I bought a complete set in 99 & everything is still working great to this day except the extender box handle. Before they got bought out they held the patents for all the extender handles. My roller/glaze/layback handles have them & I love them.  The pump & goose neck has a better design & it changes fast. Just my .02


----------



## pipercub17 (Feb 26, 2010)

can you still get parts for them


----------



## Wallers (Dec 7, 2008)

The tube is Tapetech compatible. How good is really good? I'm not sure if you can get parts for the pump.


----------



## MeatBallDryWall (Jan 9, 2010)

> How good is really good?


My gun is 11 yrs old & I've never changed anything but blades & pins. I am anal about taking care of it though.


----------



## Bill from Indy (Apr 26, 2010)

I run concorde and northstar(the parent company of concorde before they sold to Axia)...what do you need to know? What parts are you looking for?

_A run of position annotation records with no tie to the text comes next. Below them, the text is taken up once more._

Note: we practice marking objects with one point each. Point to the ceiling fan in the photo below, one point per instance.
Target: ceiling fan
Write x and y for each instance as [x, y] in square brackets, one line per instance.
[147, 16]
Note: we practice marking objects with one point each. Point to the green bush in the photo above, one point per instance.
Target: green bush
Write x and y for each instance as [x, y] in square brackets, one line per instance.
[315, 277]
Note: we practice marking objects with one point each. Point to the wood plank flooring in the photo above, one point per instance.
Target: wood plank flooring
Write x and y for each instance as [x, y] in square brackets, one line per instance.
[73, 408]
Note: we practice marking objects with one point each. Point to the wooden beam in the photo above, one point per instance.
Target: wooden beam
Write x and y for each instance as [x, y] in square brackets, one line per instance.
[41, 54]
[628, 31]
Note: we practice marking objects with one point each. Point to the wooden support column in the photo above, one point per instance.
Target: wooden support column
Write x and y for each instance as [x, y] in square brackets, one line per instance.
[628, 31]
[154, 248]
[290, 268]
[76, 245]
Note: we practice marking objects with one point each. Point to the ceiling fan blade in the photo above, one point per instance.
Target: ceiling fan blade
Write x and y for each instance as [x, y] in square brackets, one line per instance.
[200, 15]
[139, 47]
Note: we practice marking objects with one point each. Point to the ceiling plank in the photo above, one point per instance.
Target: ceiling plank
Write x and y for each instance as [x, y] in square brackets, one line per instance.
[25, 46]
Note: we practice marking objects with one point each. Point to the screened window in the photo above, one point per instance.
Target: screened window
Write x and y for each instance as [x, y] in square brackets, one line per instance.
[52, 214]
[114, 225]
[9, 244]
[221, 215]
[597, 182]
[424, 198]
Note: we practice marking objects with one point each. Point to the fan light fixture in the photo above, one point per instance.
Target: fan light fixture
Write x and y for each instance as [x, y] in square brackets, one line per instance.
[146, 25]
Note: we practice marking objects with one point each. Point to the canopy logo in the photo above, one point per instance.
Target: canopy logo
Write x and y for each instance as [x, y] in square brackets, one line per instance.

Not all of the parts for the tube is interchangeable with a tapetech, but the common wear parts are...the nyliners for the axle have to be sanded slightly, but will work...just ask if they have BLUE ones when you get replacements...the grey ones are trickier to use, but will work

als taping tools may still have parts for them, but they have been discontinued for some time now...I know you will have a hard time finding the top seal for the pump...plunger cup and gasket will work from tapetech/tapemaster pumps


----------



## MeatBallDryWall (Jan 9, 2010)

> I know you will have a hard time finding the top seal for the pump...plunger cup and gasket will work from tapetech/tapemaster pumps


Yup I'm looking for this part ATM. A rep @ Allwall told me the brass replacement will work but the insertion hole in the pump will have to be milled for it to fit. But from then on it's a lifetime part pretty much. The guy I talked to was a concord salesman & he knows the parts, etc. His name is Mike & the # is 866-305-3233 Ext 107. hope that helps everyone that still uses these tools.


----------